Crying for help

Nyameko Sinandile, Khayelitsha

This letter attempts to alert and implore the DA leadership and administration in the Western Cape to consider the plight of the poorest of the poor in Khayelitsha.

These people are landless and are without houses, a basic element in the foundation of livelihood and economic participation.

The people of Khayelitsha are crying for help so that they can seize the business opportunities that are open to them in Khayelitsha and elsewhere in the province.

Housing is fundamental to solving a number of deepening socio-economic and health problems in the Khayelitsha.

People need land to build their houses: they need land to build their business; they need land and support to revolt against poverty and inequality.

The quest for self-realisation cannot be fulfilled if the Western Cape government continues to ignore the backyarders and people in the informal settlements.

Complexities experienced by the poor people of the Western Cape in Khayelitsha are more than the land question: there are toilets, no jobs and no business opportunities.

In Khayelitsha and other places we have experienced fires where a lot of shacks continue to burn; where many people are getting injured in the process; where people lose the best of their meagre and hard-earned resources.

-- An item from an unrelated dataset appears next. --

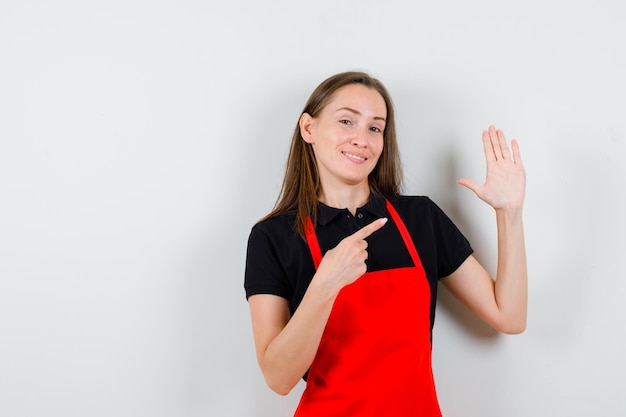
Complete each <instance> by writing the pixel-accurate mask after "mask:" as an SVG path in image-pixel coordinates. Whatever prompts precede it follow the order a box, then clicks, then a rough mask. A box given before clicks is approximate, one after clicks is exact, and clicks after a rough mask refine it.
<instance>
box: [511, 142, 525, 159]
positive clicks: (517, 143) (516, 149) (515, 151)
mask: <svg viewBox="0 0 626 417" xmlns="http://www.w3.org/2000/svg"><path fill="white" fill-rule="evenodd" d="M511 148H512V149H513V161H514V162H515V163H516V164H518V165H520V166H524V164H522V155H521V154H520V153H519V144H518V143H517V140H516V139H513V140H512V141H511Z"/></svg>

During the rainy season, people in the informal settlements experience floods. Children and the elderly get sick due to exposure to cold and rain. To live in the informal settlement is like a curse that you have to deal with and the fires that you have not lit.

Recently, at Town Two (SST informal settlement) more than 1 000 shacks were burnt down, and in Tshepe Tshepe informal settlement (near D Section) more than 50 shacks were burnt down.

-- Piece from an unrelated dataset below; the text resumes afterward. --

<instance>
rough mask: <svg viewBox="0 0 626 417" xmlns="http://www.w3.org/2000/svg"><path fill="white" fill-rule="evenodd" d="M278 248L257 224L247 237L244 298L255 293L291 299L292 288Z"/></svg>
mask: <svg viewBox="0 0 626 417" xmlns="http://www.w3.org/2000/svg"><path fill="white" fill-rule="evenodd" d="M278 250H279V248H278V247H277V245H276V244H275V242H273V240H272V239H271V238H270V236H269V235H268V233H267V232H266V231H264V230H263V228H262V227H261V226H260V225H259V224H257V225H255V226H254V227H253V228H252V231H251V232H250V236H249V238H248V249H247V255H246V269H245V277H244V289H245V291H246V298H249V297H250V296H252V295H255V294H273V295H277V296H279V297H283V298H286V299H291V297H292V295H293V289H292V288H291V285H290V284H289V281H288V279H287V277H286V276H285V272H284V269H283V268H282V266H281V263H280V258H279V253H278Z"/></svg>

We are indebted to the people, organisations and agencies that have donated material resources to the rebuilding of shacks and the lives of the shack dwellers.

However, the Western Cape government is pleased to address the symptoms, but not the root of the problem.

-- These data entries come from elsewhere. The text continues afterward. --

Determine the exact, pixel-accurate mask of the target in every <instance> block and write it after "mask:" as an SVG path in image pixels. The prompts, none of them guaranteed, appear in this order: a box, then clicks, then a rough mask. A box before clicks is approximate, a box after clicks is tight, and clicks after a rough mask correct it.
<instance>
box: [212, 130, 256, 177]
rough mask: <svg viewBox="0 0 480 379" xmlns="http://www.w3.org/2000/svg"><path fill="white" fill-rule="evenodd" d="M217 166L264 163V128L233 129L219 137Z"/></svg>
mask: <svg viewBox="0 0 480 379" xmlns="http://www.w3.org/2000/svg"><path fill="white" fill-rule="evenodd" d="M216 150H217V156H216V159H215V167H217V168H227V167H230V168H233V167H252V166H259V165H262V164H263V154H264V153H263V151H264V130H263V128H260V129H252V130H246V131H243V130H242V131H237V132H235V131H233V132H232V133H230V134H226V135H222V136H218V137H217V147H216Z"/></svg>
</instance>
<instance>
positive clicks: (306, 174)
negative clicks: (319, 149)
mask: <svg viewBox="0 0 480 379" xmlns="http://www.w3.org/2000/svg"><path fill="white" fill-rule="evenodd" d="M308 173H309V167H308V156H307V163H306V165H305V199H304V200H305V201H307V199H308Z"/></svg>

This government needs to rezone open spaces of land around Khayelitsha for houses to be built for the informal settlement dwellers and backyarders. The government of the Western Cape needs to investigate the matter and collaborate with the people of Khayelitsha and other communities in Cape Town to address the land question.

Land poverty is people’s poverty. Without land there is no prosperity. Without prosperity there is no peace. Without peace there is no stability, no future.